Description
We have a hierarchical classification of scripts on opentheso, as follows:
Kharoṣṭhī
Brāhmī
...Southern Brāhmī
......Vaṭṭeḻuttu
......Telugu
......Tamil
...Southeast Asian Brāhmī
......Sundanese
......Pyu
......Old West Javanese
...Northern Brāhmī
......Siddhamātr̥kā
......Nāgarī
......Mon-Burmese
......Khmer
......Kawi
......Kannada
......Grantha
......Gauḍī
......Chinese
......Cam
......Bhaikṣukī
......Batak
......Balinese
Arabic
...Jawi
The schema allows in @rendition
scripts that have subcategories (Brāhmī, Southern Brāhmī, Southeast Asian Brāhmī, Northern Brāhmī and Arabic). Some of them are used. We have the following frequency distribution:
864 Tamil
767 Khmer
635 Grantha
544 Southern Brāhmī
99 Cam
58 Vaṭṭeḻuttu
52 Kawi
13 Kannada
5 Brāhmī
3 Undetermined
1 Telugu
1 Southeast Asian Brāhmī
This is too inconvenient for machine processing. I am thinking about faceted search, in particular. If, for instance, we want to figure out the number of inscriptions in Southern Brāhmī, it is necessary to count recursively: the answer is count(Northern Brāhmī) + count(Vaṭṭeḻuttu) + count(Telugu) + count(Tamil). The hierarchy is also not encoded in the schema.

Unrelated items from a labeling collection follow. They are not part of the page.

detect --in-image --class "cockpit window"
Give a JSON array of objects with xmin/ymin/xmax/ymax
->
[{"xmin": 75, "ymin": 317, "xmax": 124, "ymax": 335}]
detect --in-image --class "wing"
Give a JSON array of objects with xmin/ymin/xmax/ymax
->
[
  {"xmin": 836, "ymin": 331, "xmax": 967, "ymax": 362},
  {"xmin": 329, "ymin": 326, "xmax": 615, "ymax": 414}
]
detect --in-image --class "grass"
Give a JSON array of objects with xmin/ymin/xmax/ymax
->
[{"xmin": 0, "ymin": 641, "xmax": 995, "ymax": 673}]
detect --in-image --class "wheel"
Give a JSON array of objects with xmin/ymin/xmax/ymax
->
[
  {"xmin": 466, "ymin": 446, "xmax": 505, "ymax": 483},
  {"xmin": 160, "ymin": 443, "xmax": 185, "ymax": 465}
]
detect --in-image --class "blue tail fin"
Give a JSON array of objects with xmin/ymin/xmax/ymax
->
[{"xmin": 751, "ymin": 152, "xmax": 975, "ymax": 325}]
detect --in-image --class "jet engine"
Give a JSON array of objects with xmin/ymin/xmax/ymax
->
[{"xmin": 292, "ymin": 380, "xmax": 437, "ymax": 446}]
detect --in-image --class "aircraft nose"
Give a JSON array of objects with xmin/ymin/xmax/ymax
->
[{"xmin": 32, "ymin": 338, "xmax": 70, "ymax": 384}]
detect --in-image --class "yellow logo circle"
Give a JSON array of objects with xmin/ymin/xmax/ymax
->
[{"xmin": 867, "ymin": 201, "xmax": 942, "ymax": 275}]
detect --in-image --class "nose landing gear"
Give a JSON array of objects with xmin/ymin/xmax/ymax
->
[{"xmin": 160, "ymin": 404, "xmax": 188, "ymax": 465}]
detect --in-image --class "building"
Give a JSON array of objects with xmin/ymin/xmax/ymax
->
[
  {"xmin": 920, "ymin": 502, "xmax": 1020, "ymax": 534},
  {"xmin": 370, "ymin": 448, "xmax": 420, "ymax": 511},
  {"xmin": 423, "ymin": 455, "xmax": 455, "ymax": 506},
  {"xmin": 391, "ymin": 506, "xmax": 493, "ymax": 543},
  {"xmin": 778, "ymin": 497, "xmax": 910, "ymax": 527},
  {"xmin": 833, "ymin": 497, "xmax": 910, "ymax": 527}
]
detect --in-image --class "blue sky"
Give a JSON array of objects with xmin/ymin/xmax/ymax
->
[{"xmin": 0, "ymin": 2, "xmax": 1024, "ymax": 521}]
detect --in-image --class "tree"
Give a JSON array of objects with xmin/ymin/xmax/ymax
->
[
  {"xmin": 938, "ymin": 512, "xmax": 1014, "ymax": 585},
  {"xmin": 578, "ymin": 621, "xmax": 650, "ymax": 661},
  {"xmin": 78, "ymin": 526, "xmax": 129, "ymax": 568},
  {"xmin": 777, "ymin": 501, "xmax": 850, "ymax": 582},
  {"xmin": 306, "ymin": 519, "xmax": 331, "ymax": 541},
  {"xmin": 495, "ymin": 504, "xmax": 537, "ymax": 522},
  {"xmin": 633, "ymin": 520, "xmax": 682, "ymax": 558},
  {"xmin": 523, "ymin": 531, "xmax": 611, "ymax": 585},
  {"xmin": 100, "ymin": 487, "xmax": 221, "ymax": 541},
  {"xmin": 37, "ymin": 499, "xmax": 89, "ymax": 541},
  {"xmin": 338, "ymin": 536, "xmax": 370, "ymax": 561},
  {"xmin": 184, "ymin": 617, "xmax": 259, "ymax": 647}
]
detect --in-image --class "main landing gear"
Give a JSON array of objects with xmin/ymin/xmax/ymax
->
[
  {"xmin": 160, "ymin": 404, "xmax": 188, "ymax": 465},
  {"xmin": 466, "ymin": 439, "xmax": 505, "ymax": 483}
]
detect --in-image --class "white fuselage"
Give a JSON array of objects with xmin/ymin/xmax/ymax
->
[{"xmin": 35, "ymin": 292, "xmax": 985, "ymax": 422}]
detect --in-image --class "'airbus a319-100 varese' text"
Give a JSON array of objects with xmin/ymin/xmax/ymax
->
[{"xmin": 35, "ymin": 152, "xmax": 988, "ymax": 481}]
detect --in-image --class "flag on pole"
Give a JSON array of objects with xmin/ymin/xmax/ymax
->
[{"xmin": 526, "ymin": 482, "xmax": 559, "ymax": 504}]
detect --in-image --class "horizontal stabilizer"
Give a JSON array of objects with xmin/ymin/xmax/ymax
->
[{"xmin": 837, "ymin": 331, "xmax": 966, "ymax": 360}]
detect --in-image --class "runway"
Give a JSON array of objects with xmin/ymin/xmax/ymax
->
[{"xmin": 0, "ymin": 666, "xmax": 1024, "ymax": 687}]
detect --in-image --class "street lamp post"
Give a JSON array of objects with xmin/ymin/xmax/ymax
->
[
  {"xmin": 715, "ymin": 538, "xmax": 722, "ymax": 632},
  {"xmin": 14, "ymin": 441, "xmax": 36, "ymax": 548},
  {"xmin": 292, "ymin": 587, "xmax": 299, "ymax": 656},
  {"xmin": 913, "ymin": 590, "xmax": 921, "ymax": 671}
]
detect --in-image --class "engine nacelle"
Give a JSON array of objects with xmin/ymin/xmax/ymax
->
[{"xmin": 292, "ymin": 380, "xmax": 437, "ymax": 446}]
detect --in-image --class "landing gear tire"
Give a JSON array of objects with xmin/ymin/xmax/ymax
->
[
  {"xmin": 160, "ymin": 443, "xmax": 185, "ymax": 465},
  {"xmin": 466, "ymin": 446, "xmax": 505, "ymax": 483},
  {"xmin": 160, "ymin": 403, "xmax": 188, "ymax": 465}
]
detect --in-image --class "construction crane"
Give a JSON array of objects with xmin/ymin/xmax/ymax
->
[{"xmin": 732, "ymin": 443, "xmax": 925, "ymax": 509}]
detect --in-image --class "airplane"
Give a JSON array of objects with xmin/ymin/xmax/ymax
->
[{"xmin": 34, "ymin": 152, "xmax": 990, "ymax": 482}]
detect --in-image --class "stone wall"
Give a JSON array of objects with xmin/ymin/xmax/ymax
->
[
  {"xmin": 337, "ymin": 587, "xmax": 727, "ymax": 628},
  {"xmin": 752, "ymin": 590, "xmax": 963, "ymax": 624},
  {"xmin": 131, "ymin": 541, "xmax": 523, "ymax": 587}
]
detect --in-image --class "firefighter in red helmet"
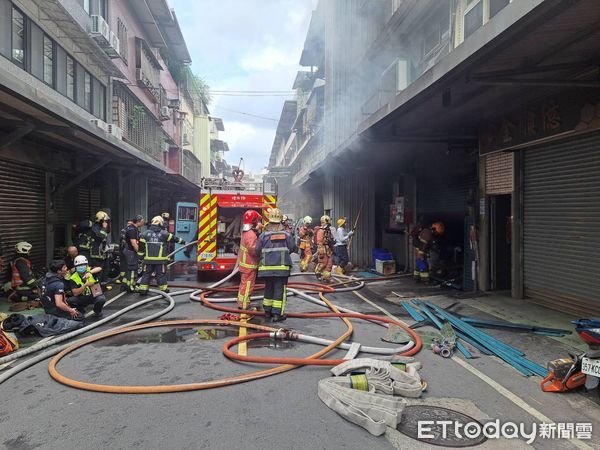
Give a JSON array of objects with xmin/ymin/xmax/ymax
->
[{"xmin": 238, "ymin": 209, "xmax": 262, "ymax": 309}]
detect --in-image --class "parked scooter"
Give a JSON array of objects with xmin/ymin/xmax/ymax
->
[{"xmin": 540, "ymin": 319, "xmax": 600, "ymax": 395}]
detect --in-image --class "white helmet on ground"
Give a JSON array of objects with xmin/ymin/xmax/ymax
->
[{"xmin": 73, "ymin": 255, "xmax": 88, "ymax": 266}]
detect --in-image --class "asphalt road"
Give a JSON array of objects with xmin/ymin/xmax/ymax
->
[{"xmin": 0, "ymin": 270, "xmax": 600, "ymax": 449}]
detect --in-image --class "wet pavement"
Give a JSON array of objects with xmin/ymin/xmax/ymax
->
[{"xmin": 0, "ymin": 266, "xmax": 600, "ymax": 449}]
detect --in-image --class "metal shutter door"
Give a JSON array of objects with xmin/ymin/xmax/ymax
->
[
  {"xmin": 523, "ymin": 135, "xmax": 600, "ymax": 314},
  {"xmin": 0, "ymin": 160, "xmax": 46, "ymax": 281}
]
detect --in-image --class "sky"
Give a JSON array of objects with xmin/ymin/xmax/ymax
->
[{"xmin": 169, "ymin": 0, "xmax": 316, "ymax": 173}]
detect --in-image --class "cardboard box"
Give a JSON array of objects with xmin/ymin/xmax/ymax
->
[{"xmin": 375, "ymin": 259, "xmax": 396, "ymax": 276}]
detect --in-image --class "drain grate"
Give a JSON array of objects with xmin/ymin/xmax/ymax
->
[{"xmin": 396, "ymin": 405, "xmax": 487, "ymax": 447}]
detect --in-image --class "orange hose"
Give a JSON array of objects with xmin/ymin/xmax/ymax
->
[{"xmin": 48, "ymin": 283, "xmax": 422, "ymax": 394}]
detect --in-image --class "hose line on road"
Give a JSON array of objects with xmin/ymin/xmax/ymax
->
[{"xmin": 48, "ymin": 270, "xmax": 422, "ymax": 394}]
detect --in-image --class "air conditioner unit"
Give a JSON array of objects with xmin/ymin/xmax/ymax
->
[
  {"xmin": 108, "ymin": 123, "xmax": 123, "ymax": 140},
  {"xmin": 104, "ymin": 31, "xmax": 121, "ymax": 58},
  {"xmin": 90, "ymin": 119, "xmax": 108, "ymax": 131},
  {"xmin": 90, "ymin": 15, "xmax": 110, "ymax": 46},
  {"xmin": 160, "ymin": 106, "xmax": 171, "ymax": 120}
]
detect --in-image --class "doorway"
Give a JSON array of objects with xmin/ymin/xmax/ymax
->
[{"xmin": 490, "ymin": 195, "xmax": 512, "ymax": 291}]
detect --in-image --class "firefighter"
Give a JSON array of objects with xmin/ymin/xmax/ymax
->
[
  {"xmin": 238, "ymin": 209, "xmax": 262, "ymax": 309},
  {"xmin": 333, "ymin": 217, "xmax": 354, "ymax": 275},
  {"xmin": 10, "ymin": 242, "xmax": 39, "ymax": 301},
  {"xmin": 413, "ymin": 222, "xmax": 445, "ymax": 283},
  {"xmin": 315, "ymin": 215, "xmax": 334, "ymax": 283},
  {"xmin": 89, "ymin": 211, "xmax": 111, "ymax": 290},
  {"xmin": 256, "ymin": 208, "xmax": 296, "ymax": 322},
  {"xmin": 298, "ymin": 216, "xmax": 314, "ymax": 272},
  {"xmin": 120, "ymin": 214, "xmax": 144, "ymax": 292},
  {"xmin": 138, "ymin": 216, "xmax": 185, "ymax": 295},
  {"xmin": 73, "ymin": 219, "xmax": 94, "ymax": 259},
  {"xmin": 65, "ymin": 255, "xmax": 106, "ymax": 317},
  {"xmin": 115, "ymin": 220, "xmax": 133, "ymax": 284}
]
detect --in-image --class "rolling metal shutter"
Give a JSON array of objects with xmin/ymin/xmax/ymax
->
[
  {"xmin": 0, "ymin": 160, "xmax": 46, "ymax": 282},
  {"xmin": 523, "ymin": 134, "xmax": 600, "ymax": 315}
]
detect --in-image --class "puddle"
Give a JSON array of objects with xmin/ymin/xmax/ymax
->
[{"xmin": 92, "ymin": 326, "xmax": 296, "ymax": 349}]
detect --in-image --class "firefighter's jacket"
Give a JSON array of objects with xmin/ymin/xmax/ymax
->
[
  {"xmin": 238, "ymin": 230, "xmax": 259, "ymax": 272},
  {"xmin": 256, "ymin": 229, "xmax": 296, "ymax": 277},
  {"xmin": 140, "ymin": 225, "xmax": 185, "ymax": 264}
]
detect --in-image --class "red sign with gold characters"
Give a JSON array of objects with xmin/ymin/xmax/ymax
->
[{"xmin": 479, "ymin": 94, "xmax": 600, "ymax": 155}]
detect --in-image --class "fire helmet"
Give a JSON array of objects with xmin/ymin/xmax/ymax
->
[
  {"xmin": 431, "ymin": 222, "xmax": 446, "ymax": 236},
  {"xmin": 73, "ymin": 255, "xmax": 88, "ymax": 266},
  {"xmin": 242, "ymin": 209, "xmax": 262, "ymax": 231},
  {"xmin": 96, "ymin": 211, "xmax": 110, "ymax": 222},
  {"xmin": 269, "ymin": 208, "xmax": 283, "ymax": 223},
  {"xmin": 15, "ymin": 241, "xmax": 33, "ymax": 255}
]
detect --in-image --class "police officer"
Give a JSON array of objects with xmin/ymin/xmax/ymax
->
[
  {"xmin": 41, "ymin": 259, "xmax": 83, "ymax": 320},
  {"xmin": 121, "ymin": 214, "xmax": 144, "ymax": 292},
  {"xmin": 138, "ymin": 216, "xmax": 185, "ymax": 295},
  {"xmin": 65, "ymin": 255, "xmax": 106, "ymax": 317},
  {"xmin": 10, "ymin": 242, "xmax": 39, "ymax": 301},
  {"xmin": 89, "ymin": 211, "xmax": 110, "ymax": 290},
  {"xmin": 256, "ymin": 208, "xmax": 296, "ymax": 322}
]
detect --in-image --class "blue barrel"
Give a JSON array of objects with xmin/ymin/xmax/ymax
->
[{"xmin": 372, "ymin": 248, "xmax": 394, "ymax": 269}]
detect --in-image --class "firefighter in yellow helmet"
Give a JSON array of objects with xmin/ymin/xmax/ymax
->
[
  {"xmin": 256, "ymin": 208, "xmax": 296, "ymax": 322},
  {"xmin": 298, "ymin": 216, "xmax": 314, "ymax": 272},
  {"xmin": 315, "ymin": 215, "xmax": 335, "ymax": 283},
  {"xmin": 413, "ymin": 222, "xmax": 445, "ymax": 282},
  {"xmin": 139, "ymin": 216, "xmax": 185, "ymax": 295}
]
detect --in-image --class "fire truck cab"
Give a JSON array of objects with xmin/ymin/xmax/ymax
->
[{"xmin": 195, "ymin": 178, "xmax": 277, "ymax": 272}]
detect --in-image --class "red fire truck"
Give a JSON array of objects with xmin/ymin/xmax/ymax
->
[{"xmin": 196, "ymin": 178, "xmax": 277, "ymax": 272}]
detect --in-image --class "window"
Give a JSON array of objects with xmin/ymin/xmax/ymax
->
[
  {"xmin": 490, "ymin": 0, "xmax": 510, "ymax": 19},
  {"xmin": 83, "ymin": 72, "xmax": 92, "ymax": 111},
  {"xmin": 465, "ymin": 1, "xmax": 483, "ymax": 39},
  {"xmin": 67, "ymin": 55, "xmax": 75, "ymax": 101},
  {"xmin": 12, "ymin": 8, "xmax": 25, "ymax": 67},
  {"xmin": 117, "ymin": 19, "xmax": 129, "ymax": 64},
  {"xmin": 44, "ymin": 35, "xmax": 54, "ymax": 86}
]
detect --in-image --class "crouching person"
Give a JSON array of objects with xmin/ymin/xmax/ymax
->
[
  {"xmin": 41, "ymin": 259, "xmax": 83, "ymax": 320},
  {"xmin": 67, "ymin": 255, "xmax": 106, "ymax": 316}
]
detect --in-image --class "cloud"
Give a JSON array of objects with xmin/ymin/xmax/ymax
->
[
  {"xmin": 169, "ymin": 0, "xmax": 317, "ymax": 171},
  {"xmin": 240, "ymin": 47, "xmax": 298, "ymax": 72}
]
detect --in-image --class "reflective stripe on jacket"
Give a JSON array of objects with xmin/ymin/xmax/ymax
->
[
  {"xmin": 68, "ymin": 267, "xmax": 96, "ymax": 295},
  {"xmin": 238, "ymin": 230, "xmax": 258, "ymax": 270},
  {"xmin": 140, "ymin": 225, "xmax": 182, "ymax": 264},
  {"xmin": 256, "ymin": 230, "xmax": 296, "ymax": 277}
]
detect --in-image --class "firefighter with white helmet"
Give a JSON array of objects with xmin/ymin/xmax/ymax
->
[
  {"xmin": 298, "ymin": 216, "xmax": 314, "ymax": 272},
  {"xmin": 10, "ymin": 241, "xmax": 39, "ymax": 301},
  {"xmin": 315, "ymin": 215, "xmax": 335, "ymax": 283},
  {"xmin": 65, "ymin": 255, "xmax": 106, "ymax": 316},
  {"xmin": 256, "ymin": 208, "xmax": 296, "ymax": 322},
  {"xmin": 89, "ymin": 211, "xmax": 112, "ymax": 290},
  {"xmin": 139, "ymin": 216, "xmax": 185, "ymax": 295}
]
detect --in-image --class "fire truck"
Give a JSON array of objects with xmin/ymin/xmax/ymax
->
[{"xmin": 176, "ymin": 177, "xmax": 277, "ymax": 273}]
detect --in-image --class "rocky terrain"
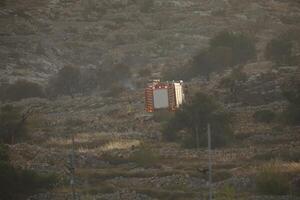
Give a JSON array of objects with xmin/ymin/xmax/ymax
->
[
  {"xmin": 0, "ymin": 0, "xmax": 300, "ymax": 83},
  {"xmin": 0, "ymin": 0, "xmax": 300, "ymax": 200}
]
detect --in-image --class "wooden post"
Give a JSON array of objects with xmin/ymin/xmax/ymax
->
[{"xmin": 207, "ymin": 123, "xmax": 212, "ymax": 200}]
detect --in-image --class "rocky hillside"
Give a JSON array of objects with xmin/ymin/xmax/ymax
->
[{"xmin": 0, "ymin": 0, "xmax": 300, "ymax": 83}]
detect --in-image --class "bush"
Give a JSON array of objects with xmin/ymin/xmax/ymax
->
[
  {"xmin": 138, "ymin": 68, "xmax": 151, "ymax": 77},
  {"xmin": 255, "ymin": 162, "xmax": 290, "ymax": 195},
  {"xmin": 163, "ymin": 93, "xmax": 233, "ymax": 148},
  {"xmin": 0, "ymin": 105, "xmax": 27, "ymax": 144},
  {"xmin": 253, "ymin": 110, "xmax": 276, "ymax": 123},
  {"xmin": 215, "ymin": 185, "xmax": 237, "ymax": 200},
  {"xmin": 265, "ymin": 29, "xmax": 300, "ymax": 66},
  {"xmin": 265, "ymin": 37, "xmax": 292, "ymax": 65},
  {"xmin": 210, "ymin": 31, "xmax": 256, "ymax": 66},
  {"xmin": 140, "ymin": 0, "xmax": 154, "ymax": 13},
  {"xmin": 48, "ymin": 66, "xmax": 81, "ymax": 97},
  {"xmin": 188, "ymin": 31, "xmax": 256, "ymax": 80},
  {"xmin": 1, "ymin": 80, "xmax": 45, "ymax": 101},
  {"xmin": 0, "ymin": 145, "xmax": 57, "ymax": 200},
  {"xmin": 129, "ymin": 147, "xmax": 160, "ymax": 167},
  {"xmin": 282, "ymin": 76, "xmax": 300, "ymax": 125}
]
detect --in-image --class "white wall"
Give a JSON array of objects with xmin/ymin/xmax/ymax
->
[{"xmin": 153, "ymin": 88, "xmax": 169, "ymax": 109}]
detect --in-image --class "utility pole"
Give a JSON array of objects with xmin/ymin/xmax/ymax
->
[
  {"xmin": 207, "ymin": 123, "xmax": 212, "ymax": 200},
  {"xmin": 70, "ymin": 134, "xmax": 76, "ymax": 200}
]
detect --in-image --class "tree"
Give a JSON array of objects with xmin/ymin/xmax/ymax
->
[
  {"xmin": 140, "ymin": 0, "xmax": 154, "ymax": 13},
  {"xmin": 265, "ymin": 35, "xmax": 293, "ymax": 65},
  {"xmin": 0, "ymin": 144, "xmax": 58, "ymax": 200},
  {"xmin": 49, "ymin": 66, "xmax": 81, "ymax": 98},
  {"xmin": 163, "ymin": 93, "xmax": 232, "ymax": 148},
  {"xmin": 0, "ymin": 0, "xmax": 6, "ymax": 7},
  {"xmin": 220, "ymin": 67, "xmax": 247, "ymax": 101},
  {"xmin": 0, "ymin": 105, "xmax": 32, "ymax": 144},
  {"xmin": 282, "ymin": 76, "xmax": 300, "ymax": 125},
  {"xmin": 189, "ymin": 31, "xmax": 256, "ymax": 80},
  {"xmin": 210, "ymin": 31, "xmax": 256, "ymax": 66},
  {"xmin": 1, "ymin": 80, "xmax": 45, "ymax": 101},
  {"xmin": 190, "ymin": 47, "xmax": 232, "ymax": 80}
]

I would be much happier if we used a flat list of scripts (as for languages). For instance, the following:
Southern Brāhmī
...Vaṭṭeḻuttu
...Telugu
...Tamil
... could be transformed to:
Vaṭṭeḻuttu
Telugu
Tamil
Southern Brāhmī
... where "Southern Brāhmī" means "any Southern Brāhmī script that is not Vaṭṭeḻuttu, Telugu or Tamil". Can we agree on this interpretation?